5. Independent Delivery
Each delivery of Goods shall (without prejudice to Seller’s rights under clause 4 hereinabove) be considered a separate delivery and the failure of any delivery shall not vitiate any contract as to deliveries of other Goods and payment therefor.
6. Force Majeure
Should Seller be prevented from effecting deliveries of the Goods or any of them by reason of either an act of god, insurrection, riot, war hostilities, terror attacks, warlike operations, piracy, arrests, restraints or detainments by any competent authority, strikes or combinations or lock- out of workmen, fire, floods, droughts, earthquakes, permanent or temporary delay or inability to obtain labor, material or services through Seller’s usual and regular sources, or any other circumstances (whether of a nature similar to those specified, or not) beyond the absolute control of the Seller, then, in each such cases, the obligation of the Seller to effect deliveries hereunder shall be suspended until after such prevention shall cease to continue. Should any deliveries under this Contract be suspended under this clause for more than 90 days – either party may withdraw from this Contract and be relieved from any liability; provided however, that Buyer shall nevertheless accept delivery and pay for such Goods once the Seller is able to deliver in accordance with the period(s) of shipment named in this Contract. Seller shall not be liable for, and be relieved from, any loss or damages of any kind resulting from the causes mentioned herein above.

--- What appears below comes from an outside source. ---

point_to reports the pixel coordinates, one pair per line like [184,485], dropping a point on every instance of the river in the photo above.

Any provisions specified or implied by herein or elsewhere notwithstanding, any advice, recommendation, information, assistance or service provided by Seller in relation to the Goods or in respect of their use or application is given in good faith, shall be deemed accepted by Buyer without imputation of any liability to Seller, and it shall be the responsibility of Buyer to confirm the accuracy and reliability of the same in light of the use of which Buyer makes or intends to make of the Goods.
8. Entire Agreement
This Contract merges and incorporates the entire and exclusive terms and conditions for sale of the Goods. Nothing specified in, or referred to by, any other document, record or instrument whatsoever, which relates to and/or which otherwise subsists in connection with the sale of Goods herein, whether expressly or impliedly, including any written order, request or other standard or specific terms of any entity, shall or may be interpreted to attribute to Seller and/or to Seller’s affiliates or representatives (i) any liability, obligation, commitment and/or undertaking, and/or (ii) any waiver in connection with or of any right, whether contractual, proprietary, in-personam and/or equitable, including but not limited to, any and all intellectual property rights in connection with the Goods, which are and shall always remain in the Seller’s exclusive and complete ownership under all circumstances whatsoever, notwithstanding any sale of Goods hereunder and whether the Goods shall be standard Goods or manufactured to a specific order. The Buyer shall refrain at all times and for whatever purpose from infringing, contesting, disputing or questioning such rights, patents, trademarks, titles or interests, nor shall it aid or allow others to do so, regardless of whether directly or indirectly. Buyer shall not advertise, present or publish the fact that Seller has contracted with Buyer, nor shall use Seller’s name, Seller’s Goods and/or any other information or materials relating to the Seller in any advertisement, publication, brochure or website, without the prior approval of Seller. No modification or waiver of any provision hereof shall become valid and effective except upon a written instrument duly signed beforehand by Seller. No waiver by either party of any default of the other party shall be deemed a waiver of any subsequent or other default.
9 .Governing Law
The laws of the Country, excluding its conflicts of law rules, shall govern the Terms and Your use of the Service. Your use of the Application may also be subject to other local, state, national, or international laws.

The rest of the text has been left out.